Bible Commentaries

Sutcliffe's Commentary on the Old and New Testaments

Nehemiah 7

Clinging to a Counterfeit Cross
Verses 1-73

Nehemiah 7:2. I gave my brother Hanani, probably his eldest brother, who had come to Shushan to represent the injuries sustained by the Jews, from the governor in Samaria: Nehemiah 1:2.—And Hananiah, ruler of the palace, charge over Jerusalem; Nehemiah being bound by promise to return to Persia.

Nehemiah 7:4. The city was large and great. The walls round about the upper and lower city, might be about a hundred furlongs, or twelve miles. The population of forty three thousand Hebrews, and seven thousand servants, as in Nehemiah 7:67, amount to fifty thousand. This was only a tenth part of the population, in the happier days of Jerusalem.

Nehemiah 7:7. Who came with Zerubbabel.—Azariah, called Seraiah in Esdras. Those twelve held the first place at the court. The heads of families that follow are much the same as in Ezra 2., and also in the Chronicles. These were accounted by the Jews to be nobles and elders.

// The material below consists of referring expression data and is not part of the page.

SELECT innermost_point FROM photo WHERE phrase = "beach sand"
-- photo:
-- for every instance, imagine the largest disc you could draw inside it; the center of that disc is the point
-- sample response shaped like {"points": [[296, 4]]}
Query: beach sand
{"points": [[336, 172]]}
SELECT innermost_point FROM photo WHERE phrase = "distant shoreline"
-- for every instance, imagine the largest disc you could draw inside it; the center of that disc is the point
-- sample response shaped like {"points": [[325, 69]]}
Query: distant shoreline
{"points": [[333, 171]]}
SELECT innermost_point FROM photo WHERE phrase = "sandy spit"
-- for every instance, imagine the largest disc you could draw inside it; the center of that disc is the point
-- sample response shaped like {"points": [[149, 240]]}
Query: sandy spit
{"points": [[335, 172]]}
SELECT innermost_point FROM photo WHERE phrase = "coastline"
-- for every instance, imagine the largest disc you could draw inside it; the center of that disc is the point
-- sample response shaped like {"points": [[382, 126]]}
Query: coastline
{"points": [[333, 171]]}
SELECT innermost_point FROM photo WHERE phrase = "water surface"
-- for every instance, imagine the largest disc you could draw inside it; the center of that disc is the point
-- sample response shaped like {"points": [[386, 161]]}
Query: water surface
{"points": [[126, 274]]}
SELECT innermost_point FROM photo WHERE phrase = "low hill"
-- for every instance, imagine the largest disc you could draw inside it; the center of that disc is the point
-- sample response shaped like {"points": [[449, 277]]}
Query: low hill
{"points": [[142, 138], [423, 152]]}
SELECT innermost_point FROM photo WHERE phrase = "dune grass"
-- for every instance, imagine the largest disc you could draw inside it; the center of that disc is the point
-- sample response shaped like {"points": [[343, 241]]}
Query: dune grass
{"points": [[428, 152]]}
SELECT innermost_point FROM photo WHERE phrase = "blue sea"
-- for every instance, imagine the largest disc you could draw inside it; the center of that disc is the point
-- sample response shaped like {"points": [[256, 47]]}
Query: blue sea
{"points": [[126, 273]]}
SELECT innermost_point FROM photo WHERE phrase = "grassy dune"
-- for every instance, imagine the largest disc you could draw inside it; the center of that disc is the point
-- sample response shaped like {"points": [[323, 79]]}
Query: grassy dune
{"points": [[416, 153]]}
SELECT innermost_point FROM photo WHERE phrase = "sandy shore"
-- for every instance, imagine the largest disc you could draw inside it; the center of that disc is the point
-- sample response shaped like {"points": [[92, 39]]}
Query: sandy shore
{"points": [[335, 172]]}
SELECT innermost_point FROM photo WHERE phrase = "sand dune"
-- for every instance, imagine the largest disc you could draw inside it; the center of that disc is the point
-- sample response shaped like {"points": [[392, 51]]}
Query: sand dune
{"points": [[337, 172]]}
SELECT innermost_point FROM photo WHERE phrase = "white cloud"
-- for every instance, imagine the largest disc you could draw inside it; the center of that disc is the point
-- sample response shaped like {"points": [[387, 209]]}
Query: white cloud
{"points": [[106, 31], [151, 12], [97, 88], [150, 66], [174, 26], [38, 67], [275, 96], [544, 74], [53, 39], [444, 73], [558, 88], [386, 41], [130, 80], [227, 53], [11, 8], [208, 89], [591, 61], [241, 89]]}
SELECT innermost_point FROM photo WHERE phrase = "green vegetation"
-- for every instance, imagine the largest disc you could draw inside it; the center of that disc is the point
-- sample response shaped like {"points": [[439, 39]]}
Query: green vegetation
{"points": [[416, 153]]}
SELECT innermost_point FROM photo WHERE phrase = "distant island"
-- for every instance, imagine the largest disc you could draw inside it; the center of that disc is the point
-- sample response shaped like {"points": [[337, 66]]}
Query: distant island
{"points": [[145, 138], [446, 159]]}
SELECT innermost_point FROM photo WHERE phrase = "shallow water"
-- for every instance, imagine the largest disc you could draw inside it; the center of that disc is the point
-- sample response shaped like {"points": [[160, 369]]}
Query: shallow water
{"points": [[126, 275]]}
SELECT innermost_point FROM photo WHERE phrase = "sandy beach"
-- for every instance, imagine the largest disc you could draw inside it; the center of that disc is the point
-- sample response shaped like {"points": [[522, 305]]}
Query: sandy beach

Nehemiah 7:68-69. Their horses seven hundred and thirty six, which, it would seem, were kept for yeomen: Nehemiah 11:14. Mules, two hundred and forty five, for the better sort of people. Camels, four hundred and thirty five, for trade across the deserts. Asses, six thousand seven hundred and twenty, for plowing and ascending the hills.